Cannelloni usually refers to rectangular pasta sheets that are rolled with a filling. However, sometimes the pasta dough is replaced with a cooked crepe, generally 8-10 cm (3-4 inches) in length and once rolled, 2 cm (1 inch) in diameter. After cooking the crepe (or boiling the pasta), it is typically filled with a savory stuffing which may include ricotta cheese, spinach, and various meats. It is then covered with a sauce, typically classic tomato or bechamel sauce, although many variations exist. Cannelloni is often confused with manicotti, the major difference being that manicotti are preshaped tubes. In Italian, cannelloni literally means "large reeds" , while manicotti means "sleeve". Although both terms are plural nouns in Italian, the English term is often construed as singular, particularly when used as the name of the dish. The term manicotti is more common in the United States, so the two terms have been used interchangeably.
They were known as strascinati because the pasta was rolled and stretched by a rolling pin. They acquired a remarkable reputation along with the chef Nicola Federico (born in Naples July 2, 1891) who moved to Sorrento at a young age and married the young Sorrentina, Fortunata Scarpati (born December 26, 1901). Nicola worked in the restaurant for 31 years and became famous because of the Zeppole di San Giuseppe and the strascinati, which in the meantime had taken the name cannelloni.

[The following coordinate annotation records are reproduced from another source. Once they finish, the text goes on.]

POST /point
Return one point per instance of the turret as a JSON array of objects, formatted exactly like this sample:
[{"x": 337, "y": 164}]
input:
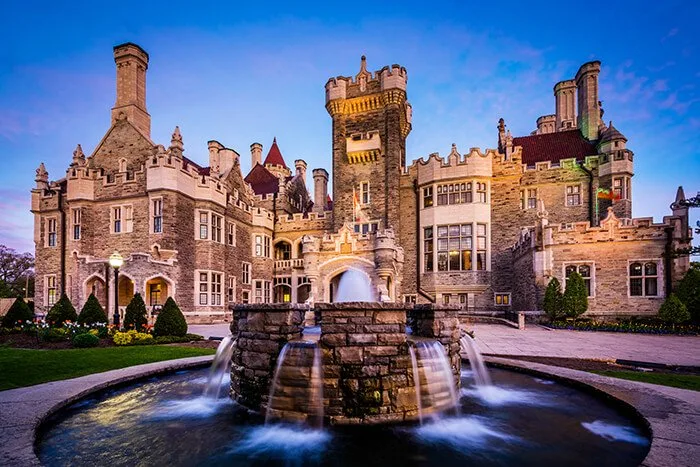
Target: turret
[
  {"x": 565, "y": 105},
  {"x": 255, "y": 154},
  {"x": 132, "y": 63},
  {"x": 588, "y": 104},
  {"x": 320, "y": 189}
]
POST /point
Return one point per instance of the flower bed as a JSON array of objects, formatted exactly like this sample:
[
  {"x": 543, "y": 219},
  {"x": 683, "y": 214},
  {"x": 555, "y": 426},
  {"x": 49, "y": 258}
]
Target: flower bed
[{"x": 633, "y": 326}]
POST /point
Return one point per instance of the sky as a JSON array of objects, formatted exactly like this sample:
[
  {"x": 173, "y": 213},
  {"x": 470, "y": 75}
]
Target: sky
[{"x": 240, "y": 72}]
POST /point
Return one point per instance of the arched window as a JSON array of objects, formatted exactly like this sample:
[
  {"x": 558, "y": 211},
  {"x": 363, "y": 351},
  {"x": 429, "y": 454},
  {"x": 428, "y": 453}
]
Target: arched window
[{"x": 644, "y": 279}]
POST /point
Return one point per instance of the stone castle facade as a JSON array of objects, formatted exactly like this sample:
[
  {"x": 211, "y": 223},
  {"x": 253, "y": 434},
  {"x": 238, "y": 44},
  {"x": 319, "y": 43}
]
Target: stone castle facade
[{"x": 482, "y": 229}]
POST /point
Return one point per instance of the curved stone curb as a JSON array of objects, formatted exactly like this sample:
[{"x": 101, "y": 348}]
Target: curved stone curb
[
  {"x": 672, "y": 414},
  {"x": 23, "y": 410}
]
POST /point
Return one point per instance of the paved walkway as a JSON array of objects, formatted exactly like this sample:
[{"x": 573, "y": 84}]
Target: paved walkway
[{"x": 535, "y": 340}]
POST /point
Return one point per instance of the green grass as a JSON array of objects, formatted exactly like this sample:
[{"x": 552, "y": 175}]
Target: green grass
[
  {"x": 691, "y": 382},
  {"x": 26, "y": 367}
]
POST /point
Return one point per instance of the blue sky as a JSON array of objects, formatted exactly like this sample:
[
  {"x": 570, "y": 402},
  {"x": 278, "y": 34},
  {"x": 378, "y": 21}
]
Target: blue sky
[{"x": 241, "y": 73}]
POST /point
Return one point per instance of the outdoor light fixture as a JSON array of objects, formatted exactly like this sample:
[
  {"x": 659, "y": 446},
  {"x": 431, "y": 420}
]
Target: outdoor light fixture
[{"x": 116, "y": 261}]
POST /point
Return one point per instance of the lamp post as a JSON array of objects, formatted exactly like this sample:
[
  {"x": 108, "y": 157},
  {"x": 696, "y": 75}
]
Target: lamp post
[{"x": 116, "y": 261}]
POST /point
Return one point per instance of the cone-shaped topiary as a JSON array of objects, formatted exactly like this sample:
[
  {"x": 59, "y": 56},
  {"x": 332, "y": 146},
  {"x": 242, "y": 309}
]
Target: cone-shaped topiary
[
  {"x": 19, "y": 311},
  {"x": 170, "y": 321},
  {"x": 575, "y": 299},
  {"x": 92, "y": 312},
  {"x": 553, "y": 299},
  {"x": 62, "y": 311},
  {"x": 135, "y": 316},
  {"x": 688, "y": 292},
  {"x": 673, "y": 310}
]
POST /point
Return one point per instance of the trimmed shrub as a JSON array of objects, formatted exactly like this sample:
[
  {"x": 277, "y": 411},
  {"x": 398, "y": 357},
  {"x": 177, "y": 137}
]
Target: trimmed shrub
[
  {"x": 553, "y": 299},
  {"x": 575, "y": 298},
  {"x": 83, "y": 341},
  {"x": 19, "y": 311},
  {"x": 170, "y": 321},
  {"x": 673, "y": 310},
  {"x": 688, "y": 292},
  {"x": 62, "y": 311},
  {"x": 135, "y": 316},
  {"x": 92, "y": 312}
]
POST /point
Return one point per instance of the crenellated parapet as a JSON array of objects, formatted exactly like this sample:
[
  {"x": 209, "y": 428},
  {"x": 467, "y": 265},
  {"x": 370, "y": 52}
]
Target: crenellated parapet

During the Second World War, with many families moving to Sorrento from Naples to escape the bombings, the cannelloni experienced a boom and became the popular dish of the restaurant particularly on Sundays. It was recalled that 120 kg of pasta was prepared and completely consumed in one day.
The word Cannelloni, thanks to its amatory connotation, is a useful mnemonic aid to remembering the Canuleian Legislation passed in Rome in 445 BC, which allowed plebeians and patricians to intermarry.